Buda llamaba a sus enseñanzas “el Dharma”. ¿Qué es eso? Dharma es una palabra procedente del sánscrito, un antiguo idioma indio, que significa “ley” o “camino”. Proviene de la raíz indoeuropea *dher- (relacionada con el latín firmus), cuyo sentido básico es “sostener” o “sujetar”; de ahí el sustantivo dharma, que siginifica “aquello que mantiene todo tal como es” o “lo que hace que todo sea lo que es”; en román paladino, la verdad de las cosas, monda y lironda. En la India, a partir de este sentido básico de “principio o ley que regula el universo” se derivó una segunda acepción de “conducta individual conforme con este principio”. Así, el Dharma representaba la obligación de cada individuo, de acuerdo con el sistema hindú de castas, con respecto a las costumbres sociales y al derecho civil y religioso; uno modelaba su vida personal siguiendo el patrón de la ley universal tal como estaba expuesta en los antiguos textos sagrados de los Vedas que interpretaban los sacerdotes. Casi por ósmosis, esa misma distinción pasó al primer budismo indio: el Dharma eran tanto las enseñanzas de Buda como el deber de adoptar la conducta propugnada por Buda como camino al despertar.

Pero ¿cuál es el problema si lo entendemos de esta manera? Que el Dharma se convierte en un producto cerrado y personal, como la obra de un artista muerto, que se puede poseer y administrar como si fuera propiedad privada –algo que Buda ya les reprochó a los brahmanes que tutelaban los Vedas. La verdad del Dharma no es patrimonio exclusivo de ninguna persona o grupo. El propio Buda juzgó así su descubrimiento: “He visto la antigua senda, el viejo camino que recorrieron los brahmanes iluminados de antaño. Igual que una senda cubierta por la maleza y perdida hace mucho tiempo es lo que he vuelto a descubrir” (Samyutta Nikaya 2.106). Tras su despertar, dialogó y debatió en varias ocasiones con otros maestros que exponían ideas divergentes de las suyas; a menudo les invitaba primero a explicar cuáles eran sus dharmas, para luego demostrarles que el suyo era superior –no porque fuera una verdad revelada por un dios, sino porque era el método más eficaz y directo para experimentar de primera mano la verdad de la condición humana. En ese sentido, el Dharma es patrimonio de la humanidad, sin amo ni patrón; tiene mucho más que ver con la verdad tal como la entiende la ciencia –algo empírico, sujeto a debate y confirmación– que con cualquier dogma religioso mantenido por tradición, no importa cuán milenaria sea.

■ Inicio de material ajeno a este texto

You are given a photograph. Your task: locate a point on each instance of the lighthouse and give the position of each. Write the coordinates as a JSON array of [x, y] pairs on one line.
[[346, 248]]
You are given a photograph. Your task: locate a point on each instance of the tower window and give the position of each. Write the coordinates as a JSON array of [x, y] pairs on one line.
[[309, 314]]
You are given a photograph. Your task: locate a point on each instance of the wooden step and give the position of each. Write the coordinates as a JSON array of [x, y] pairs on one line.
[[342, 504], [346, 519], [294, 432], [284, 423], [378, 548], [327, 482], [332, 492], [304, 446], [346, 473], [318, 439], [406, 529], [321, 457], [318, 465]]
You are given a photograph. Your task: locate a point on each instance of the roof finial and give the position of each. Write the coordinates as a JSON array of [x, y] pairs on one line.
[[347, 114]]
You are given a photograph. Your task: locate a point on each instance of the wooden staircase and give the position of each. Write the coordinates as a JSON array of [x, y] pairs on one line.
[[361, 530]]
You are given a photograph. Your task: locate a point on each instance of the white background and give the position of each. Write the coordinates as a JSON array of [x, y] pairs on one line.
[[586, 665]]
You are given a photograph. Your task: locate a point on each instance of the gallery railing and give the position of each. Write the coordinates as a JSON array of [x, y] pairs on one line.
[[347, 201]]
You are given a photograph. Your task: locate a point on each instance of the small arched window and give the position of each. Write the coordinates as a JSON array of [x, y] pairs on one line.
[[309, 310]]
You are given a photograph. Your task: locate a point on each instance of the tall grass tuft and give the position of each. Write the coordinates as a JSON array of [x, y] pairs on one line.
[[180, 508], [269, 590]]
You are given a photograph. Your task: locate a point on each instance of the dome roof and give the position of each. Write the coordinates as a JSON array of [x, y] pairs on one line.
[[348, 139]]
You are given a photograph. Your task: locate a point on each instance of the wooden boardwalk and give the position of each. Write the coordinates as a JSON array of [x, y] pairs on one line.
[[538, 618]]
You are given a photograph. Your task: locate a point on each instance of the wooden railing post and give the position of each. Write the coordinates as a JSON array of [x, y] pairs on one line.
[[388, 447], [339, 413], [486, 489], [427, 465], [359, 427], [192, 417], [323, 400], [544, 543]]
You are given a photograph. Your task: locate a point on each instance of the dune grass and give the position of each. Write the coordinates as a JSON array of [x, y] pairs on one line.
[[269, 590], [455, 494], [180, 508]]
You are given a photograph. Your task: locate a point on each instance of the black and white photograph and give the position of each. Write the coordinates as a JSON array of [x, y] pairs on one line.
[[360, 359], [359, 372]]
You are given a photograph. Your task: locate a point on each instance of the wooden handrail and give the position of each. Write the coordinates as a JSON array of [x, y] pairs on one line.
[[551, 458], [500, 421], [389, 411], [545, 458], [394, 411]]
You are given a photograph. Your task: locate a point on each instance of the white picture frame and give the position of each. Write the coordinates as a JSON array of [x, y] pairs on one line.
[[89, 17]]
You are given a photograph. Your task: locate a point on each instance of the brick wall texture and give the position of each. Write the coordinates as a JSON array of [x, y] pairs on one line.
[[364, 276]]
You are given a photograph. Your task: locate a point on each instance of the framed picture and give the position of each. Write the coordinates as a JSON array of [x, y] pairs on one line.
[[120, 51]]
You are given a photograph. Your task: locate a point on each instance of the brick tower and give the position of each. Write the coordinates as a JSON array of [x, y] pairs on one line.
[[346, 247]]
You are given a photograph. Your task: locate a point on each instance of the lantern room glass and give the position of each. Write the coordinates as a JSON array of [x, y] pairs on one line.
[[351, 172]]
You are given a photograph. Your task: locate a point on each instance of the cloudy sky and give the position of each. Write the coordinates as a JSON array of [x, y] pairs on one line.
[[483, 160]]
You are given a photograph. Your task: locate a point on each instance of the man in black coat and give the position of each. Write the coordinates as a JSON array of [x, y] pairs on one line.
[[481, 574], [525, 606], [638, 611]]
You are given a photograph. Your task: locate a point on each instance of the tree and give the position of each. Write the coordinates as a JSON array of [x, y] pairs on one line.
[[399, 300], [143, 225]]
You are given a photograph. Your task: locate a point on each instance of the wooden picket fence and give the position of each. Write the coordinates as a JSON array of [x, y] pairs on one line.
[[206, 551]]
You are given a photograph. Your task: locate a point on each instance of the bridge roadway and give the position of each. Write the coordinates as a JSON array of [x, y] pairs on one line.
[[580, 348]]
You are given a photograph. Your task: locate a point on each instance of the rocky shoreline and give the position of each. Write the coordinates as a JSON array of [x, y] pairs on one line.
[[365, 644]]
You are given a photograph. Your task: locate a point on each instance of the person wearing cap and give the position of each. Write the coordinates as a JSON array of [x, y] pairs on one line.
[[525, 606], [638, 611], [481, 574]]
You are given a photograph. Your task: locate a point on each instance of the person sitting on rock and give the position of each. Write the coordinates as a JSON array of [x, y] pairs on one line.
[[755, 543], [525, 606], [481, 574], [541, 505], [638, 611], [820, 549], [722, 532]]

¿Por qué es preferible usar Dharma, esa palabra extraña, antes que “budismo”? Porque la verdad no admite ni requiere ningún “-ismo”; es lo que es. Buda decía que enseñaba el Dharma, y nosotros afirmamos que ese Dharma representa la verdad de la ley natural que gobierna a todos los seres; no tiene necesidad de buscar conversiones ni de oponerse a otros “-ismos”. Si insistimos en usar el término budista –lo cual, qué duda cabe, es lo más práctico para ahorrarnos explicaciones prolijas– deberíamos hacerlo con plena conciencia de las paradojas a las que eso nos lleva: por ejemplo, que el budismo es anterior a Buda y que los innumerables seres que pueblan nuestro planeta y viven y mueren de acuerdo con la ley natural también son budistas. En ese caso, cualquier caracol o elefante, cualquier líquen o ciprés es tan budista –de hecho, más– como las miles de personas que han abrazado los formalismos del camino budista sin entender de verdad de qué trata ni adónde conduce.

Así pues, deja que los demás frecuenten los grandes templos decorados con estatuas budistas, se vistan con túnicas de colores y reciten salmodias mecánicamente. Si eres capaz de captar al vuelo el misterio de una mariposa, estás más cerca del Dharma que todos ellos juntos.